Faraday’s Chief Financial Officer Stefan Krause said the July 10 decision to scrap the plant was due to a shift in business strategy. The Gardena, Calif.-based company said in a statement that it will now look for an existing facility to produce its electric vehicles in California or Nevada.
Faraday Future halted work on the project outside Las Vegas last November, at the time calling the stoppage a “temporary adjustment” that wouldn’t affect plans to begin production in 2018. It sunk more than $120 million into the project.

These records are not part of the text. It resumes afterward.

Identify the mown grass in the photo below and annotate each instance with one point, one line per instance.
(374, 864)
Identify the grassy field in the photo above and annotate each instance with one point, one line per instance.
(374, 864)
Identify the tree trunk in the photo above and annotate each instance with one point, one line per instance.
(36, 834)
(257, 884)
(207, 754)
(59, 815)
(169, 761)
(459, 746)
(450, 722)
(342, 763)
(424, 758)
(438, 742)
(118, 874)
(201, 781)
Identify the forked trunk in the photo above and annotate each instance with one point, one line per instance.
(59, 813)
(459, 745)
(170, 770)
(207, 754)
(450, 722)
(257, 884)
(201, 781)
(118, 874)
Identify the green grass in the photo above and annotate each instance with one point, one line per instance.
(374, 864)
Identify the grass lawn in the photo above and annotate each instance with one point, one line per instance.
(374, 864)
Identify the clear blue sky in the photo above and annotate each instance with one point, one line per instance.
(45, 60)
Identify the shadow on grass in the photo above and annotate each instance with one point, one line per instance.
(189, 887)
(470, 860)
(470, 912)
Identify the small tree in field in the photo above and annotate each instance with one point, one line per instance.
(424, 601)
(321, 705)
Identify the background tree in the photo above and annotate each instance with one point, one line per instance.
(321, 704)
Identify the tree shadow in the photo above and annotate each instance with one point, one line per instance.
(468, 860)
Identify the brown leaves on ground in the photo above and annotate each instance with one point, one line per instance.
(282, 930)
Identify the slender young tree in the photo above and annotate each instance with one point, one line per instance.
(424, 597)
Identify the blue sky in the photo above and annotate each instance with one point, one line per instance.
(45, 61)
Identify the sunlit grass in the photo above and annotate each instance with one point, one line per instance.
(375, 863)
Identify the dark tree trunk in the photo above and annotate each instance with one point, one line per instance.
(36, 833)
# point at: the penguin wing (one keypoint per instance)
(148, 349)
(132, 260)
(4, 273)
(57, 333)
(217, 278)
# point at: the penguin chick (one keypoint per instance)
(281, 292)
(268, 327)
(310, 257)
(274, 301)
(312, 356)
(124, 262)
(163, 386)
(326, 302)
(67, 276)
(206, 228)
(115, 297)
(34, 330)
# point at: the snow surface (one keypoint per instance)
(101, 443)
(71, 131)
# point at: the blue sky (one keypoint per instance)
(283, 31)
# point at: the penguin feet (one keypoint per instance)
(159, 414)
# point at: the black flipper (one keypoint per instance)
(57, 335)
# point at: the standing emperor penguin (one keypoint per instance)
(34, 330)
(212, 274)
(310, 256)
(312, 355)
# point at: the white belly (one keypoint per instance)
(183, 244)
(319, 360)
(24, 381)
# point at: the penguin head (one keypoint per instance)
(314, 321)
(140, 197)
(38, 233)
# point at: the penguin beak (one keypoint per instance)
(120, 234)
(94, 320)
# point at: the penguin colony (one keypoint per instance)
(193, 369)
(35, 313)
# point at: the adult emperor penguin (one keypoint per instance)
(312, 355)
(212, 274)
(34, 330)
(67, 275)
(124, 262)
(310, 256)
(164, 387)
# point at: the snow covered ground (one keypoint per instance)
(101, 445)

“It can be somewhat hard to believe that a company that was so aggressively spending money and moving things forward in their claimed goals will suddenly change direction and still get to where they want to get to,” said Karl Brauer, executive publisher at Autotrader and Kelley Blue Book. “You kind of don’t know—is this just an adjustment or is there going to be a freefall here?”
He and others who closely watch the industry said the decision comes amid several industry changes that could drastically affect companies like Faraday and Tesla that offer uniquely all-electric lineups. Established car companies are releasing more electric options and it’s unclear whether President Donald Trump’s administration will continue tax breaks that incentivize the industry and motivate buyers.
“I think the next 12 months are going to be very telling,” Brauer said. “It could drastically change the look of the electric car industry.”
Faraday’s announcement came days after reports that a Shanghai court froze more than $180 million in assets belonging to one of the company’s biggest backers, tech billionaire Jia Yueting. The company said that Jia’s financial problems were not related to the decision.
Jia stepped down last week from the helm of the publicly traded arm of LeEco, the Beijing-based conglomerate he founded over a decade ago. At the same time, he reaffirmed his commitment to Faraday Future.
The company is attempting an exceptionally expensive feat—one that Tesla has not pulled off, Autotrader Executive Analyst Michelle Krebs said.
“Tesla has sold vehicles, but it’s not made any money, and that whole segment is not doing particularly well,” Krebs said. “You’ve got an industry that is capital-intensive and you’ve got an electric vehicle market that is kind of shaky, so those two things probably are at play.”
With electric vehicles in particular, she said, there’s no sign that there will be a big payoff anytime soon, “there’s just never enough cash.”
Thousands of jobs had been anticipated to come with the construction and launch of the proposed plant on a 900-acre site at the Apex Industrial Park in North Las Vegas.
State Treasurer Dan Schwartz, a critic of the project, blamed state officials for giving false hope that the plant “would magically create 4,500 jobs.”
The state had pledged $335 million in incentives to the company, but had not yet spent any taxpayer money on the project, according to Steve Hill, director of the Governor’s Office of Economic Development.
Hill said the state, recognizing both the opportunity and risk of the endeavour, required the company to invest at least $1 billion before it received the tax breaks and infrastructure improvements approved by state lawmakers in 2015.
“The history of this industry is littered with grand startups that never came true,” Brauer said. “Faraday has all the earmarks of one of those companies that promises you the world but doesn’t necessarily deliver it.”